3. The LTBR agonist or the nucleic acid encoding an LTBR agonist for the use according to claim 1, wherein the LTBR agonist or the nucleic acid encoding an LTBR agonist is separate from the oncolytic virus.

4. The LTBR agonist or the nucleic acid encoding an LTBR agonist for the use according to any one of the previous claims, wherein the LTBR agonist comprises a proteinaceous moiety that binds to LTBR.

5. The LTBR agonist or the nucleic acid encoding an LTBR agonist for the use according to any one of the previous claims, wherein the LTBR agonist comprises an antibody or fragment thereof that binds to LTBR.

6. The LTBR agonist or the nucleic acid encoding an LTBR agonist for the use according to any one of the previous claims, wherein the LTBR agonist comprises a single domain antibody moiety that binds to LTBR.

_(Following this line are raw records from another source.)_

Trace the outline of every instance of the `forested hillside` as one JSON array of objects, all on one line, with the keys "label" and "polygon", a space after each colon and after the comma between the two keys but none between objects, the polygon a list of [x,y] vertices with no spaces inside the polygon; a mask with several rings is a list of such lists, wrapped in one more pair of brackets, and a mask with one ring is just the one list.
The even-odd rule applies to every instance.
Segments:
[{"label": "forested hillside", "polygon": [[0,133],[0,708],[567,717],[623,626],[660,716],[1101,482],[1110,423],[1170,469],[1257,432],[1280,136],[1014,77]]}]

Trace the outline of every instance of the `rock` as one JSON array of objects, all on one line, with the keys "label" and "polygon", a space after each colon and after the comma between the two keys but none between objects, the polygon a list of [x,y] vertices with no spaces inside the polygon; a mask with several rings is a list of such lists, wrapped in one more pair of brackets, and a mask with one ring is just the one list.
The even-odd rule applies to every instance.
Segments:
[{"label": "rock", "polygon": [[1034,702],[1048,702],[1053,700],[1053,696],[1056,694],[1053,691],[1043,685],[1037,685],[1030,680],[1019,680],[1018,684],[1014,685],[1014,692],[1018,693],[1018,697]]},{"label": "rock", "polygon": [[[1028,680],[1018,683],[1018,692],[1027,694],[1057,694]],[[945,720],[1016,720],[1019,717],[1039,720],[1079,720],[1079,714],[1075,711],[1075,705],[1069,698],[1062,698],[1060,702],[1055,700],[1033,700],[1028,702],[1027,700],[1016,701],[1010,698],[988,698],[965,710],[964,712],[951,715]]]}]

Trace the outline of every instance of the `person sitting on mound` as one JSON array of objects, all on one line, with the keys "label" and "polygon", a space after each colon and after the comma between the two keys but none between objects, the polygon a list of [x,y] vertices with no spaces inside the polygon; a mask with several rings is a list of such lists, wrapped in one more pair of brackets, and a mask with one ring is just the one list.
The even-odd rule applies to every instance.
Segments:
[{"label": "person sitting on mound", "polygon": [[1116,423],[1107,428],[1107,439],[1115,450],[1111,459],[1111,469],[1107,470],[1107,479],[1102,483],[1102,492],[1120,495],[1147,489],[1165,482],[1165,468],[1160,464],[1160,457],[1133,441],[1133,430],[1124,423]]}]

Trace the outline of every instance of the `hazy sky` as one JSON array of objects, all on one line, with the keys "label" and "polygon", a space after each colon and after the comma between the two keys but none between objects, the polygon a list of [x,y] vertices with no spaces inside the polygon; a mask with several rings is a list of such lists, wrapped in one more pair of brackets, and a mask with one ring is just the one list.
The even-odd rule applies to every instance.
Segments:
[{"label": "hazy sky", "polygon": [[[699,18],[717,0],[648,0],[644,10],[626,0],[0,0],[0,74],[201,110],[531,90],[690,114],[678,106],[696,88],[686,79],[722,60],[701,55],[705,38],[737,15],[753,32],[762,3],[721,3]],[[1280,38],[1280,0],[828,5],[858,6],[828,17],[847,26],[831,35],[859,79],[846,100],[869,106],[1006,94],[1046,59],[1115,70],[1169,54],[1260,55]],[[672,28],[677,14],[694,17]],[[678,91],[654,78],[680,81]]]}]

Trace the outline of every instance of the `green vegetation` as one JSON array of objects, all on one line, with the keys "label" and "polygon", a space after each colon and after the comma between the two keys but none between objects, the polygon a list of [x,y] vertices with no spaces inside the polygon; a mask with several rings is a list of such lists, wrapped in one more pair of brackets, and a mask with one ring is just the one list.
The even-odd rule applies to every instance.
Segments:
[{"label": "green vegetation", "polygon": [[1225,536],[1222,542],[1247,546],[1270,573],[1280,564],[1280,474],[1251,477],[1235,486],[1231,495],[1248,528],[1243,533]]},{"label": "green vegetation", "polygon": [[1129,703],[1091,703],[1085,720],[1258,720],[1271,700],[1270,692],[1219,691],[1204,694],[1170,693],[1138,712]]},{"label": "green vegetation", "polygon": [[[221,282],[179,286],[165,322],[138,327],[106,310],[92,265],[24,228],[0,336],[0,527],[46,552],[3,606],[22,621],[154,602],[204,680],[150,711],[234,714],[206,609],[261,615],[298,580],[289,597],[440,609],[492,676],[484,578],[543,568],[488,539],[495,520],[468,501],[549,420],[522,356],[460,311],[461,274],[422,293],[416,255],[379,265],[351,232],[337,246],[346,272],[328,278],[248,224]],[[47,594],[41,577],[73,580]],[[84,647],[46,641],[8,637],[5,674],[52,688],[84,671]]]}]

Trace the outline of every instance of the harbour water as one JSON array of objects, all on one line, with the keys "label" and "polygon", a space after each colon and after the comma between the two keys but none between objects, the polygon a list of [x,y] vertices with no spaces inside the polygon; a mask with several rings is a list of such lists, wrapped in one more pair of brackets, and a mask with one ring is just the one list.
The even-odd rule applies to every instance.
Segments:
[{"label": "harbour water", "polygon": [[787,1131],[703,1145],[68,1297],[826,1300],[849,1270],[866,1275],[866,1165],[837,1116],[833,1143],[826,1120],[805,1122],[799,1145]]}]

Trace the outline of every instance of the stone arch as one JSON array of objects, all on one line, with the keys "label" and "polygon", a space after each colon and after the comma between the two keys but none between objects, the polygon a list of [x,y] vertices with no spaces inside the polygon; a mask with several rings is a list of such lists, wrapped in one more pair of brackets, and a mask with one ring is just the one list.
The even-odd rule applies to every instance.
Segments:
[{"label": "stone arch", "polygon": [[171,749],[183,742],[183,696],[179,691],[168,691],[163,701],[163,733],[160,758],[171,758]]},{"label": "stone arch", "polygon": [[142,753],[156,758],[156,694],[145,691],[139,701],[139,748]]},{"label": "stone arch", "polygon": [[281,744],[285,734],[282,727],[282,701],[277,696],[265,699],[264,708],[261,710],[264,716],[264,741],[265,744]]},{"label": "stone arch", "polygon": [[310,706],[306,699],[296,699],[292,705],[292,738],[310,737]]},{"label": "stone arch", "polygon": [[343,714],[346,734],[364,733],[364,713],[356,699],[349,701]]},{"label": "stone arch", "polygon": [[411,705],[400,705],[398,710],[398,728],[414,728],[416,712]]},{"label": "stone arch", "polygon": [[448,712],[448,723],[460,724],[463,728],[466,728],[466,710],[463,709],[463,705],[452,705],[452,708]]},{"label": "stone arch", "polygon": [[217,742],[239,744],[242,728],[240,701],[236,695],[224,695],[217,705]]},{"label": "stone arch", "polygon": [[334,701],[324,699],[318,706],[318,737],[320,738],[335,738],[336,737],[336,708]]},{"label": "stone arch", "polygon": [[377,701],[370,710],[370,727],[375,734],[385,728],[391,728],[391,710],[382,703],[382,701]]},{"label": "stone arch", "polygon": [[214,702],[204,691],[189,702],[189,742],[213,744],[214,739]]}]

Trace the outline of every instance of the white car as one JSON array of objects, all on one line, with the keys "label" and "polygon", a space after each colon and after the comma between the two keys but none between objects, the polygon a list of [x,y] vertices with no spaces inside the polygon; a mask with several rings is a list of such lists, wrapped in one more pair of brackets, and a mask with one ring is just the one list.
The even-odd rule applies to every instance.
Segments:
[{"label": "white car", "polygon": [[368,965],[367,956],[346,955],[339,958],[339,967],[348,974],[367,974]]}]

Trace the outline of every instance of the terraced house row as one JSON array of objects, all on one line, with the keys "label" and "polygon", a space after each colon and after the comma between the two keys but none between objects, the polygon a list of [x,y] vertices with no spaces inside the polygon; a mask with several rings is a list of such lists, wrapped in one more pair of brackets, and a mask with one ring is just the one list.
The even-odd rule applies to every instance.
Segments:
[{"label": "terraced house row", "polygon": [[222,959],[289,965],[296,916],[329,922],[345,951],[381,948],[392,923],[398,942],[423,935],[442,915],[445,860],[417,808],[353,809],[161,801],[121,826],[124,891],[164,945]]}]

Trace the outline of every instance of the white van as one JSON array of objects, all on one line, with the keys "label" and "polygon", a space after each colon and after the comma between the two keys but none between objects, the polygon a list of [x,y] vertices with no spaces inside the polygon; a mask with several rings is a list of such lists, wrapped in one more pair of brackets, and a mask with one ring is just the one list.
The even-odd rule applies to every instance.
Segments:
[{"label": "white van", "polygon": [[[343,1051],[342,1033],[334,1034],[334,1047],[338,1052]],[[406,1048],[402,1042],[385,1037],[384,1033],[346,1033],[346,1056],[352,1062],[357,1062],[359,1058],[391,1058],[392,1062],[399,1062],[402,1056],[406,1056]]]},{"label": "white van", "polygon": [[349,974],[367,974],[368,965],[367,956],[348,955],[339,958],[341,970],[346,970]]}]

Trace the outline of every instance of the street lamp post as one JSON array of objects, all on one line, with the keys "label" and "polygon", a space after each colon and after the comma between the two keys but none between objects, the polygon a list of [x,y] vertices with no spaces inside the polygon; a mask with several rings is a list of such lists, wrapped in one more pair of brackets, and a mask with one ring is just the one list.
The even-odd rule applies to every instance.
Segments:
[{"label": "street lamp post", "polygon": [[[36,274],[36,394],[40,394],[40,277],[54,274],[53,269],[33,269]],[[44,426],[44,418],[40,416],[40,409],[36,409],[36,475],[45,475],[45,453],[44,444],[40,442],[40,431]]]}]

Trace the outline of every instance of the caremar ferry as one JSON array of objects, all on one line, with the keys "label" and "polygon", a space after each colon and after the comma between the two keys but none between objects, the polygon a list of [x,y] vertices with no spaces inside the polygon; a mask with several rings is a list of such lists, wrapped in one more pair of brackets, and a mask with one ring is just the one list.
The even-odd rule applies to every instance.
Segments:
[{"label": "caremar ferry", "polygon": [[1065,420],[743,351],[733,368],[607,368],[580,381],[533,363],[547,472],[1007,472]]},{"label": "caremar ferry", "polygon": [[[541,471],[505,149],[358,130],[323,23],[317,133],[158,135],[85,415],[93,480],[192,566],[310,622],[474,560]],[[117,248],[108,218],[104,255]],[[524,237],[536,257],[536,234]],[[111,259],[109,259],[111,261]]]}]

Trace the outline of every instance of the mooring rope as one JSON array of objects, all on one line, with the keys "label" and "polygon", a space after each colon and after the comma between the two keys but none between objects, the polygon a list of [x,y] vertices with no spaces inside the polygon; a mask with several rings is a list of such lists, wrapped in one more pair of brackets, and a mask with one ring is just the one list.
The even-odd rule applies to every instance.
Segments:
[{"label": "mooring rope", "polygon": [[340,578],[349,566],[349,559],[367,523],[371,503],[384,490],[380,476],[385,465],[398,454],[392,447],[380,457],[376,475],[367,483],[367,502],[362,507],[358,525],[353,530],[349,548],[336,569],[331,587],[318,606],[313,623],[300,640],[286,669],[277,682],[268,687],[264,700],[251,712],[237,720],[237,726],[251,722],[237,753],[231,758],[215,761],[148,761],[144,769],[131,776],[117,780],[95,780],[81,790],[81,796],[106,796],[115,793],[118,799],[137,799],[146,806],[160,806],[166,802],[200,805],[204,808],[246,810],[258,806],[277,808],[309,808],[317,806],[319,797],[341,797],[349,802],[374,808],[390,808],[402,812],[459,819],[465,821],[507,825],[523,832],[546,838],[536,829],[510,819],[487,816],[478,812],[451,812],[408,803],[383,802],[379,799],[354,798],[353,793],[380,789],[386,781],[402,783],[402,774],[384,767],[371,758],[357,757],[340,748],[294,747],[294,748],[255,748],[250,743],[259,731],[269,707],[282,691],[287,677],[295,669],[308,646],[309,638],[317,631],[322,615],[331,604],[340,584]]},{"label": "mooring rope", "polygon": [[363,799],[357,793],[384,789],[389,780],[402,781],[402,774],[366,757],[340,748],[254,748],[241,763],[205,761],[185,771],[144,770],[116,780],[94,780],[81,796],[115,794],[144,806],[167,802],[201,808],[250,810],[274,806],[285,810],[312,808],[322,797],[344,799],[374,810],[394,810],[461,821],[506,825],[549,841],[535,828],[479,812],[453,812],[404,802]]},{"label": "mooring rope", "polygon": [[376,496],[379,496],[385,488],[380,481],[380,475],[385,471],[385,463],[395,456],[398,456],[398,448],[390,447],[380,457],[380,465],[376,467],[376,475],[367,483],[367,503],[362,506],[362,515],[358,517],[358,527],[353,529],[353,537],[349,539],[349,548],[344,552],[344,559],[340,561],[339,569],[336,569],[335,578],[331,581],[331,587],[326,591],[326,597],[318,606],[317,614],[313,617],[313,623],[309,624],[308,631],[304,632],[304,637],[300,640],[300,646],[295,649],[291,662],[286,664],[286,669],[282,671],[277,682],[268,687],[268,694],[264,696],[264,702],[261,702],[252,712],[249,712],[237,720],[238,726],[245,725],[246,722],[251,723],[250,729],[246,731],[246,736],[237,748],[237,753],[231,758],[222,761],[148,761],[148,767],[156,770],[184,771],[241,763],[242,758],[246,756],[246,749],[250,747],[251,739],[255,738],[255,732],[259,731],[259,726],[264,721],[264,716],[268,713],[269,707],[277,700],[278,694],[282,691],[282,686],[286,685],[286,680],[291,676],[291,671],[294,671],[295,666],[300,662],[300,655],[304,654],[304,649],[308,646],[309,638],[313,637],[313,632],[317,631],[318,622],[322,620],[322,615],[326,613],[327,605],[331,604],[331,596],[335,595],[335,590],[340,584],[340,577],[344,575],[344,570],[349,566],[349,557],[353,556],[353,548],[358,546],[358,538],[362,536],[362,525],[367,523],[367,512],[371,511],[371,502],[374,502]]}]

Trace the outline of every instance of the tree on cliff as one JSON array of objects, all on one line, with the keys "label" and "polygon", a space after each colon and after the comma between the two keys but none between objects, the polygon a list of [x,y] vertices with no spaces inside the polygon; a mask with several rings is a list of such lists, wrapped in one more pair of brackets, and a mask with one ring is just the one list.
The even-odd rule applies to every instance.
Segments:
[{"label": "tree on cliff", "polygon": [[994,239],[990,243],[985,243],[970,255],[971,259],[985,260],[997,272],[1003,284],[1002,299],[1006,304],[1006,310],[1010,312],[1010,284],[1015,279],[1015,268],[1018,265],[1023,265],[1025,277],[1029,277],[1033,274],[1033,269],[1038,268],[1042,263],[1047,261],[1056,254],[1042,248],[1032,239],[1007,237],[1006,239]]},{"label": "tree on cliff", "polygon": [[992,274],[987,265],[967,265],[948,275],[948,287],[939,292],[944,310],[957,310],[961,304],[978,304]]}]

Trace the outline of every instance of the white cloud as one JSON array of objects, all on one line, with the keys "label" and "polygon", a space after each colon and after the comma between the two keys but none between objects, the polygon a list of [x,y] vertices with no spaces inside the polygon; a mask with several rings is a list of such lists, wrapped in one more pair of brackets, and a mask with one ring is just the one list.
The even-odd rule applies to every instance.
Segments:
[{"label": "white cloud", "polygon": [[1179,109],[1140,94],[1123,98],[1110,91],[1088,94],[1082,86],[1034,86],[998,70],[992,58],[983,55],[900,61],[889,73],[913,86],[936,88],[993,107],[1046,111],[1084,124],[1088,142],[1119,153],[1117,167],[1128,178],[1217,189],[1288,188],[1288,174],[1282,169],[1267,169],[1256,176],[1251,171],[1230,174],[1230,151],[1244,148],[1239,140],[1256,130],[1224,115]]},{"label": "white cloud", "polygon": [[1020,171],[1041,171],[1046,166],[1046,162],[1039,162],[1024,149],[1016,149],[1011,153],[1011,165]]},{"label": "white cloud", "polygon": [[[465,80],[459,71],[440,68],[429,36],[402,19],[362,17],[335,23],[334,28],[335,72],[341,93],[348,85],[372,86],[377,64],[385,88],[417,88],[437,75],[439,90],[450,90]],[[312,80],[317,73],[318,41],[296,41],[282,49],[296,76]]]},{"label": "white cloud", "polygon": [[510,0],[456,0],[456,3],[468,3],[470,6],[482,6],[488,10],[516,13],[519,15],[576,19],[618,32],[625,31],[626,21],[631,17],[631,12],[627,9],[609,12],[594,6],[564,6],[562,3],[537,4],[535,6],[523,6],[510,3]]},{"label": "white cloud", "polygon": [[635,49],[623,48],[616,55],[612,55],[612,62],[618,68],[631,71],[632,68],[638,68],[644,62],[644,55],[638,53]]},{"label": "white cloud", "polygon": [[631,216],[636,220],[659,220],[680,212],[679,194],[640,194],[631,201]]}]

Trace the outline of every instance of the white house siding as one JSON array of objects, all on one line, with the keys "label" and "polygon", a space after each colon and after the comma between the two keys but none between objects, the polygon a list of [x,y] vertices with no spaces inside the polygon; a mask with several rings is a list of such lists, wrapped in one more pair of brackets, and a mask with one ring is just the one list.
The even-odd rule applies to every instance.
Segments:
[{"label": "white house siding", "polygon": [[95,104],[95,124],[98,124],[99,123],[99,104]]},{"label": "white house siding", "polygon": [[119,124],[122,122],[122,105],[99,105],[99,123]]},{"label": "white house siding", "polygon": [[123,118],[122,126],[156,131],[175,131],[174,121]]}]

7. The LTBR agonist or the nucleic acid encoding an LTBR agonist for the use according to claim 3, wherein the LTBR agonist or the nucleic acid encoding an LTBR agonist is administered separately from the oncolytic virus.

8. The LTBR agonist or the nucleic acid encoding an LTBR agonist for the use according to any one of the previous claims, wherein the treatment further comprises administration of an anti- angiogenic agent or an immune checkpoint inhibitor.

9. An oncolytic virus comprising a nucleic acid sequence encoding an LTBR agonist.

10. The oncolytic virus according to claim 9, wherein the LTBR agonist comprises a single domain antibody moiety that binds to LTBR.

11. The oncolytic virus according to claim 9 or 10, wherein the oncolytic virus is a modified herpes simplex virus or adenovirus.

12. A combination of (a) an LTBR agonist or a nucleic acid encoding an LTBR agonist, and (b) an oncolytic virus.

13. A pharmaceutical composition comprising the oncolytic virus according to any one of claims 9 to 11, or the combination according to claim 12.

14. The pharmaceutical composition according to claim 13, for use in the treatment of a cancer.

15. A method for treating cancer in a subject in need thereof, the method comprising administering an LTBR agonist or a nucleic acid encoding an LTBR agonist, and an oncolytic virus to said subject.